I work at a gas station. It’s not glamorous; it pays the bills. We sell food at this gas station and some of the many machines associated with foodstuffs are the roller grills. Heat food up in the microwave, put it on the grill to keep it warm, throw it away after 5 hours; write it off. We throw away so much food. It’s ridiculous.
Curiosity kicked in at some point. I wanted to know how much we were throwing away on my shift. Time for science!
On 30 workdays in the last month and a half, I’ve used the small scale we have to weigh the amount of food we’ve thrown out. These numbers are actually lower than they should be–mostly due to coworkers throwing things out before I got to weigh them. I also tried to do this as many consecutive days as possible, not counting weekends. Again, coworkers thwarted me. I didn’t selectively pick days. ;D
Here’s a tiny version of the chart of my data. It’s not very pretty, but it’s in as many number languages as I could stand:
To make things easy to understand, I’ll be comparing all this random food to 6-ounce steaks. The most we threw away in one night was 19.14 steaks, on July 4. The least we threw away was 1.4 steaks, on June 6. We threw away an average of 6.58 steaks per night. Altogether, I threw away 197.54 steaks’ worth of food (that’s 74 pounds, 1185 ounces, or 33 kilograms).

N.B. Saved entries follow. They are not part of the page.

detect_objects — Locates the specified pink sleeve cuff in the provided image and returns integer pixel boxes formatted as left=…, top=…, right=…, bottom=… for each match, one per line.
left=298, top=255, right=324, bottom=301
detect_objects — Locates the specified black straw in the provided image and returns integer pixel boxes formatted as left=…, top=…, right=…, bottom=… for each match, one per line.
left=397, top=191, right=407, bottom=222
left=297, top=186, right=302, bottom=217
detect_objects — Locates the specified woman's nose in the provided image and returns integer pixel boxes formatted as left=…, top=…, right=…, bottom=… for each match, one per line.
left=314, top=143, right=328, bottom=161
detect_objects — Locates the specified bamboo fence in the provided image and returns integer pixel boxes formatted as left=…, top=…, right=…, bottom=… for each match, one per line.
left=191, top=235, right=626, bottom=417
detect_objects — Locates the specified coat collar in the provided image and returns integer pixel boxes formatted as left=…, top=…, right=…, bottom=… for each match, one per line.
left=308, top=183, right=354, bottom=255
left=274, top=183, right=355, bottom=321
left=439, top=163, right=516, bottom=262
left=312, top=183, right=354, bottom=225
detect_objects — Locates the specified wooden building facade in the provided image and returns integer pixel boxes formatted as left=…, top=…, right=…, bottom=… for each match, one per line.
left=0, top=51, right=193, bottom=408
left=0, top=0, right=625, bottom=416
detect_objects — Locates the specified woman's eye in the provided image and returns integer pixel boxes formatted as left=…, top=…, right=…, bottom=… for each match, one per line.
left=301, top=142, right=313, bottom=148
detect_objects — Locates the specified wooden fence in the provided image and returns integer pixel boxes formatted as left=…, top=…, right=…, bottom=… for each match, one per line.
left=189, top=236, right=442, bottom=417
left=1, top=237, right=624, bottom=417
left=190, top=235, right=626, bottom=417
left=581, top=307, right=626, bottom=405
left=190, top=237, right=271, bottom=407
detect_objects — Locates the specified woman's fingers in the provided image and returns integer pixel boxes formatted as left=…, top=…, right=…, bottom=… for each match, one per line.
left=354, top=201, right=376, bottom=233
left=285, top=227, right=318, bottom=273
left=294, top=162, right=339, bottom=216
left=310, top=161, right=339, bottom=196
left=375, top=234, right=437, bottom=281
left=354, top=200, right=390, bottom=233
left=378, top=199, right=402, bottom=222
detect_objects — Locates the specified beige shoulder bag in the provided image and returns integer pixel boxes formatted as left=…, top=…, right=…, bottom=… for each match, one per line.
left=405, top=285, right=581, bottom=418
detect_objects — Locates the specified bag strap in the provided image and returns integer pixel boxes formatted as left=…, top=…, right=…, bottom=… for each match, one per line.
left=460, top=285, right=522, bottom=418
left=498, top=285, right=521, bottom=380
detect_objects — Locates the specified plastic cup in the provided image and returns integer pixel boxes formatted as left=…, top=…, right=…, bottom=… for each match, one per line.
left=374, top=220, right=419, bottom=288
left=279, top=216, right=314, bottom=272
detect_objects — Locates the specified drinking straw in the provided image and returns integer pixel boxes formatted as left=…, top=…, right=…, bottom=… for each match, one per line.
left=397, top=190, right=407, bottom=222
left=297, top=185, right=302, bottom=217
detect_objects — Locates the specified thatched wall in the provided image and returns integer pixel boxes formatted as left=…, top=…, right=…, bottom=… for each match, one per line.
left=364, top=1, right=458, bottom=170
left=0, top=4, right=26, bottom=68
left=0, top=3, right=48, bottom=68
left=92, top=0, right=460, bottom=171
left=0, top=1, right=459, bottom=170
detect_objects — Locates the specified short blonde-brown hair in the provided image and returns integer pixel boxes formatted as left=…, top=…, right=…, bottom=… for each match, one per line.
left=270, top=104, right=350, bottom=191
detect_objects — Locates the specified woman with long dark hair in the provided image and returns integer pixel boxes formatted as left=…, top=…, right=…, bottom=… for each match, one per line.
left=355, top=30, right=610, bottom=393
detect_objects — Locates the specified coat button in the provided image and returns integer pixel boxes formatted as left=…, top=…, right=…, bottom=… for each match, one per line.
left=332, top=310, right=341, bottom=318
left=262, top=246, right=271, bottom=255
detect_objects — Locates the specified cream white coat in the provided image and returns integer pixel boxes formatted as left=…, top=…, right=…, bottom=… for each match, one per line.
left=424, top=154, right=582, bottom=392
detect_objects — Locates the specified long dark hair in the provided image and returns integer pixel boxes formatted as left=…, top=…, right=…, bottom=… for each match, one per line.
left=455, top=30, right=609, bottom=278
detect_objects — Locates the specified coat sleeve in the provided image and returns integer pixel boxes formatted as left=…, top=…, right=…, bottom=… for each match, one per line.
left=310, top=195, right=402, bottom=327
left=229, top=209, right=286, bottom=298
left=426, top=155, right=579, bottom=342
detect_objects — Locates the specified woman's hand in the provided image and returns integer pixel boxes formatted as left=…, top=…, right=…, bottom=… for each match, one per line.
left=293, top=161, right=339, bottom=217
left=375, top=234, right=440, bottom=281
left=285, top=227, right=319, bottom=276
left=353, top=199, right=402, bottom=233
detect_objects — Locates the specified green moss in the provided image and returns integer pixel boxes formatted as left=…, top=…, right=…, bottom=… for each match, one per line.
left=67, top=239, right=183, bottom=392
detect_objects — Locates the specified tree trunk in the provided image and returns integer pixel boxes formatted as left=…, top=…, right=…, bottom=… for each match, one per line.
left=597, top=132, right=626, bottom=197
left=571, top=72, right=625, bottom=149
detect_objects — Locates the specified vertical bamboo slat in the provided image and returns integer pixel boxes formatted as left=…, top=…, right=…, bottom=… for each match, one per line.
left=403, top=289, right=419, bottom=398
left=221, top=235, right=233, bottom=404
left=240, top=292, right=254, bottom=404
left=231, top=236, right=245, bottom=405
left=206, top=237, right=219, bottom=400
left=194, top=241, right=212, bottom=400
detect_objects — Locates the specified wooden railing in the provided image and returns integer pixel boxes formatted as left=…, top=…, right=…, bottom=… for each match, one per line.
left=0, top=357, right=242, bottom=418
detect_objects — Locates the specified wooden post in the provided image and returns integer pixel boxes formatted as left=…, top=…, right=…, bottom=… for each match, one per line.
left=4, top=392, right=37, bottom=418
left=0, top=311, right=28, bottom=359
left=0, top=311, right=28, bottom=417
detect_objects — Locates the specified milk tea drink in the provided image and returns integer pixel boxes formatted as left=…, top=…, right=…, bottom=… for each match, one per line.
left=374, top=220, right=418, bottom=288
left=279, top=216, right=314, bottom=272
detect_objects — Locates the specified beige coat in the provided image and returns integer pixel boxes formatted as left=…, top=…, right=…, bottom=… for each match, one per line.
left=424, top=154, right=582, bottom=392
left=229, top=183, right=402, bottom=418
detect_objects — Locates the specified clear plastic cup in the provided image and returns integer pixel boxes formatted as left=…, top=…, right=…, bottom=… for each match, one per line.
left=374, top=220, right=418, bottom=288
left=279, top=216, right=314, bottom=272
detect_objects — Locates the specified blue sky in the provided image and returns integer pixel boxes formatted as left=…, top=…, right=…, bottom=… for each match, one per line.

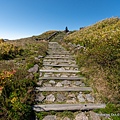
left=0, top=0, right=120, bottom=40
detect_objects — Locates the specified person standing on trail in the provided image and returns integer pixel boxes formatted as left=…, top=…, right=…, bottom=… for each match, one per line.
left=65, top=26, right=69, bottom=33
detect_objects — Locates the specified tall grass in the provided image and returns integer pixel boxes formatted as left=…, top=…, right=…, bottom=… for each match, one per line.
left=64, top=17, right=120, bottom=103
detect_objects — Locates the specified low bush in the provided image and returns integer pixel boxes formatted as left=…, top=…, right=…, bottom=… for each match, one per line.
left=0, top=42, right=23, bottom=60
left=0, top=38, right=48, bottom=119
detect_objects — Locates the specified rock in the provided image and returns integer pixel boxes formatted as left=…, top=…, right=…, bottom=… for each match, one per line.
left=37, top=80, right=43, bottom=86
left=71, top=74, right=76, bottom=76
left=74, top=68, right=78, bottom=70
left=56, top=82, right=63, bottom=87
left=38, top=55, right=43, bottom=59
left=58, top=67, right=65, bottom=71
left=55, top=73, right=61, bottom=77
left=85, top=94, right=95, bottom=103
left=68, top=93, right=76, bottom=98
left=66, top=98, right=76, bottom=103
left=43, top=83, right=52, bottom=87
left=74, top=81, right=82, bottom=86
left=63, top=117, right=70, bottom=120
left=26, top=73, right=34, bottom=80
left=61, top=80, right=71, bottom=85
left=49, top=80, right=56, bottom=84
left=60, top=74, right=68, bottom=77
left=28, top=64, right=39, bottom=73
left=80, top=83, right=85, bottom=87
left=43, top=115, right=56, bottom=120
left=34, top=57, right=39, bottom=61
left=57, top=93, right=66, bottom=102
left=44, top=73, right=52, bottom=77
left=35, top=93, right=45, bottom=102
left=45, top=94, right=55, bottom=102
left=77, top=44, right=80, bottom=47
left=39, top=72, right=42, bottom=77
left=75, top=112, right=88, bottom=120
left=77, top=93, right=85, bottom=102
left=68, top=42, right=72, bottom=45
left=89, top=111, right=101, bottom=120
left=65, top=67, right=70, bottom=70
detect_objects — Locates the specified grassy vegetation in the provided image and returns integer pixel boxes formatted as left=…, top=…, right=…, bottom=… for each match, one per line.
left=50, top=31, right=66, bottom=41
left=0, top=40, right=23, bottom=60
left=33, top=30, right=57, bottom=40
left=0, top=36, right=48, bottom=120
left=62, top=17, right=120, bottom=119
left=94, top=104, right=120, bottom=120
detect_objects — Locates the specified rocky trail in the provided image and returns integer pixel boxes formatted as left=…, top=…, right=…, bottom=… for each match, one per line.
left=33, top=42, right=106, bottom=120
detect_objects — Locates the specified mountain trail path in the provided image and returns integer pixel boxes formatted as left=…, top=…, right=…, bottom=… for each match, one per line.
left=33, top=42, right=106, bottom=120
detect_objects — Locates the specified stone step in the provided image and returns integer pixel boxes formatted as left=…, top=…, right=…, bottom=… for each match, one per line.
left=40, top=69, right=80, bottom=73
left=43, top=64, right=78, bottom=67
left=47, top=55, right=70, bottom=57
left=33, top=103, right=106, bottom=111
left=45, top=56, right=74, bottom=59
left=41, top=112, right=101, bottom=120
left=38, top=80, right=86, bottom=88
left=45, top=55, right=73, bottom=58
left=35, top=91, right=95, bottom=103
left=39, top=77, right=85, bottom=80
left=48, top=47, right=64, bottom=49
left=43, top=62, right=76, bottom=66
left=47, top=52, right=70, bottom=55
left=35, top=86, right=92, bottom=91
left=43, top=59, right=76, bottom=62
left=48, top=49, right=66, bottom=51
left=48, top=44, right=62, bottom=46
left=43, top=62, right=76, bottom=65
left=42, top=73, right=79, bottom=77
left=41, top=66, right=78, bottom=71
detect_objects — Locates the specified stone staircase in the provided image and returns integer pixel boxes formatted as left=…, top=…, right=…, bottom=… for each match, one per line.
left=33, top=42, right=106, bottom=120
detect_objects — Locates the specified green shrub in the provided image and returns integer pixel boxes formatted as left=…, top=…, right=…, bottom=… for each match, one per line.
left=0, top=39, right=48, bottom=119
left=0, top=43, right=23, bottom=60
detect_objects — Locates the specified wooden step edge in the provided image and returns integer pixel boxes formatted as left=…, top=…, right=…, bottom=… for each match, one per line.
left=48, top=53, right=71, bottom=55
left=35, top=87, right=92, bottom=91
left=43, top=64, right=78, bottom=67
left=33, top=103, right=106, bottom=111
left=48, top=48, right=65, bottom=49
left=48, top=50, right=69, bottom=52
left=39, top=70, right=80, bottom=73
left=39, top=77, right=85, bottom=80
left=48, top=55, right=70, bottom=57
left=46, top=57, right=72, bottom=58
left=46, top=56, right=71, bottom=58
left=45, top=57, right=74, bottom=59
left=43, top=60, right=75, bottom=62
left=47, top=52, right=70, bottom=54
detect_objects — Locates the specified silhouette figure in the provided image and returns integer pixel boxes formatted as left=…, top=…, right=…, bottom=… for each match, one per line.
left=65, top=26, right=69, bottom=33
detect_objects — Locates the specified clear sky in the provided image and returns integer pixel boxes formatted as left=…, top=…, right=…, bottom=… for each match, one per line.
left=0, top=0, right=120, bottom=40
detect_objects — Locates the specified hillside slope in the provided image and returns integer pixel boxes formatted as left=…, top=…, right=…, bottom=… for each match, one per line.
left=0, top=34, right=49, bottom=120
left=62, top=17, right=120, bottom=116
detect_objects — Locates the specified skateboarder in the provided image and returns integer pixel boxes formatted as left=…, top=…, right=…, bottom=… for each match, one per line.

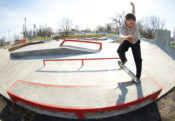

If I were to pull this food off the grill an hour before it’d go bad, or even a half hour, I could theoretically have time to get it somewhere to be eaten by someone in need. However, that’s not very realistic, nor is it very healthy. It’s also a bit rude, in a way. It might be a tax write-off to donate food that you’d otherwise throw away.
Imagine if all the companies that would normally throw food away or shred up a returned blanket would donate those items to people who needed it. It’s large-scale, and would be difficult to achieve, but it’s fun to dream.
Now, think about your own habits. How often do you throw something away which could have been recycled in some way? Some ‘trash’ could be used for art. Some of it could be composted (then you can grow a garden and donate the food!). You could start taking your recyclables to a local store with a recycle-dumpster, or make movements in your community to start a curb-side recycling service. Items like dishes, clothes, shoes, dressers, etc that you might normally throw away could instead be donated.
It’s the Humanist thing to do! I recommend against donating to the Salvation Army or any other organization you know to be discriminatory. Check locally for a good secular place to donate food or unwanted belongings, or maybe sacrifice a mocha to donate to a secular charity if you’re able. If we lead by example, others will hopefully follow.